今度こそ「ディーゼル車禁止令」となるのか!? 欧州当局がトラック・バス・トレーラのCO2排出量規制で暫定合意

今度こそ「ディーゼル車禁止令」となるのか!? 欧州当局がトラック・バス・トレーラのCO2排出量規制で暫定合意

 欧州のEU理事会とEU議会は大型車の新しいCO2排出量規制で暫定合意した。欧州委員会が昨年提案した基準を両者が受け入れた形で、最終決定前ではあるが「2040年までに大型トラックの排出量を90%削減する」など、非常に厳しい規制が欧州の既定路線となった。
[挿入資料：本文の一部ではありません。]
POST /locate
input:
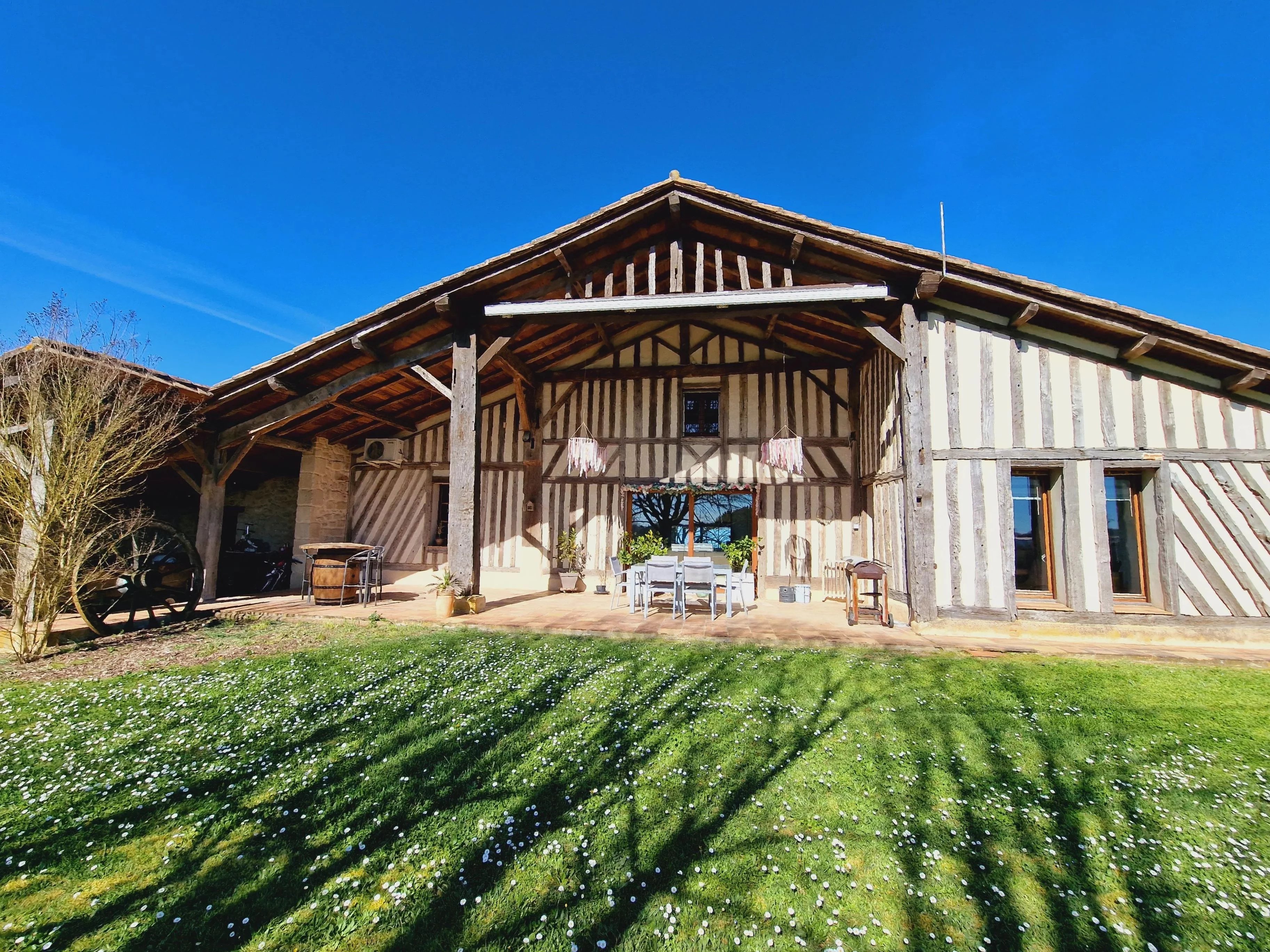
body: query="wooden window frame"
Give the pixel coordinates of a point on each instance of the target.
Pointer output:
(1140, 531)
(685, 393)
(1047, 508)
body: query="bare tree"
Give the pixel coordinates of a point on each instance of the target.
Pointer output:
(80, 423)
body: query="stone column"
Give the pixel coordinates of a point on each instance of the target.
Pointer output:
(322, 499)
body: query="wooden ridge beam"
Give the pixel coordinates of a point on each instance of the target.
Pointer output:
(1030, 310)
(879, 334)
(928, 285)
(695, 370)
(766, 300)
(323, 395)
(360, 343)
(797, 247)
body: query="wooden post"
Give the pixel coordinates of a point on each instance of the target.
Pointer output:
(919, 471)
(465, 465)
(211, 519)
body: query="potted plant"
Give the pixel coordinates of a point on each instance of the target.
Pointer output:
(636, 550)
(571, 560)
(741, 556)
(447, 589)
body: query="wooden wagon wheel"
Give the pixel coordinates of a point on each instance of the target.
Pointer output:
(145, 578)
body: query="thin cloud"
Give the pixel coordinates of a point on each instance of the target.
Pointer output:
(92, 249)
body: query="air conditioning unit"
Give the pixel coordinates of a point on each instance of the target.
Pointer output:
(384, 451)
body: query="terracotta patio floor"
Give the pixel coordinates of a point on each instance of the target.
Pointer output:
(817, 625)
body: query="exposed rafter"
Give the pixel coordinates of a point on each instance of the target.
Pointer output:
(1246, 380)
(326, 394)
(1030, 310)
(1140, 347)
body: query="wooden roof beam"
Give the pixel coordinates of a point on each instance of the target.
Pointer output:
(1140, 347)
(928, 285)
(436, 384)
(371, 414)
(698, 370)
(519, 369)
(718, 302)
(326, 394)
(1245, 380)
(797, 247)
(1030, 310)
(360, 343)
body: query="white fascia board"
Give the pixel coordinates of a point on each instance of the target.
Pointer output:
(720, 300)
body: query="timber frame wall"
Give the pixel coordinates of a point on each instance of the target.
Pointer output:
(917, 399)
(1000, 402)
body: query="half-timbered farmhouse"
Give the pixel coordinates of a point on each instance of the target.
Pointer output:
(1008, 449)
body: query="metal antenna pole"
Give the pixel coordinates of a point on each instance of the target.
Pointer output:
(944, 247)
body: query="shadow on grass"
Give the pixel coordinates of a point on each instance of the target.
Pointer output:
(630, 716)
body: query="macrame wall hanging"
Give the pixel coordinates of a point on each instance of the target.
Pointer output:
(784, 452)
(585, 454)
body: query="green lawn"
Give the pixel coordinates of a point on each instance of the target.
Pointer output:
(406, 789)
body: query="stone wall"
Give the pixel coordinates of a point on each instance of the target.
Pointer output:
(322, 498)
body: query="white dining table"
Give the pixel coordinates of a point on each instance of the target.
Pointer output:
(638, 584)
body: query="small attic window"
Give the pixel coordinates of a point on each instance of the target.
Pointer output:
(702, 413)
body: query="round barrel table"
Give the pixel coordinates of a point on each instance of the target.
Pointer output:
(332, 581)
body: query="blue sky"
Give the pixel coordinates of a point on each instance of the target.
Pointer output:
(248, 176)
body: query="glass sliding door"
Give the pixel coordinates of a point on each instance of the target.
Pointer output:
(719, 518)
(698, 523)
(1034, 556)
(665, 515)
(1126, 540)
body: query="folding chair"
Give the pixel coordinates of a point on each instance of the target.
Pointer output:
(623, 581)
(699, 577)
(661, 577)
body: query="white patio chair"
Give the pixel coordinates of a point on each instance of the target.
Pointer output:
(661, 577)
(699, 578)
(623, 581)
(736, 582)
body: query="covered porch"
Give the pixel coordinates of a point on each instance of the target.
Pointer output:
(680, 328)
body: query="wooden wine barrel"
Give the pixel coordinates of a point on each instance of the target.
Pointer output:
(332, 581)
 他に「eトレーラ」の定義の明確化や、排出量アセスメントの方法論などでも合意した。バイオ燃料・合成燃料の扱いなど争点は残っているものの、「ユーロ7」排ガス規制では自動車業界に譲歩した手前もあり、CO2規制が事実上の「ディーゼル車禁止令」となる可能性もある。

文/トラックマガジン「フルロード」編集部
表/欧州自動車工業会
写真/Daimler・Iveco・DAF・MAN・Scania・Renault・Volvo・フルロード編集部

大型車のCO2基準で欧州当局が政治合意

今度こそ「ディーゼル車禁止令」となるのか!? 欧州当局がトラック・バス・トレーラのCO2排出量規制で暫定合意
ダイムラーの長距離輸送用BEV大型トラック「アクトロス600」。ゼロ・エミッションの大型車は相次いで登場している

 欧州連合(EU)理事会とEU議会は2024年1月18日、トラック、バス、トレーラなどの大型車(HDV)の、新しいCO2排出基準で暫定的な政治合意に達した。

 自動車分野からのCO2排出をさらに削減することを目的としており、2030年、2035年、2040年のそれぞれに目標値を設定する。EUが掲げている2030年の環境目標と、2050年までの環境ニュートラリティ実現に貢献することを目指している。

 また、欧州全域でゼロ・エミッション商用車のシェアを拡大するとともに、この分野でのEUのイノベーションと競争力を維持・推進することも目的になっている。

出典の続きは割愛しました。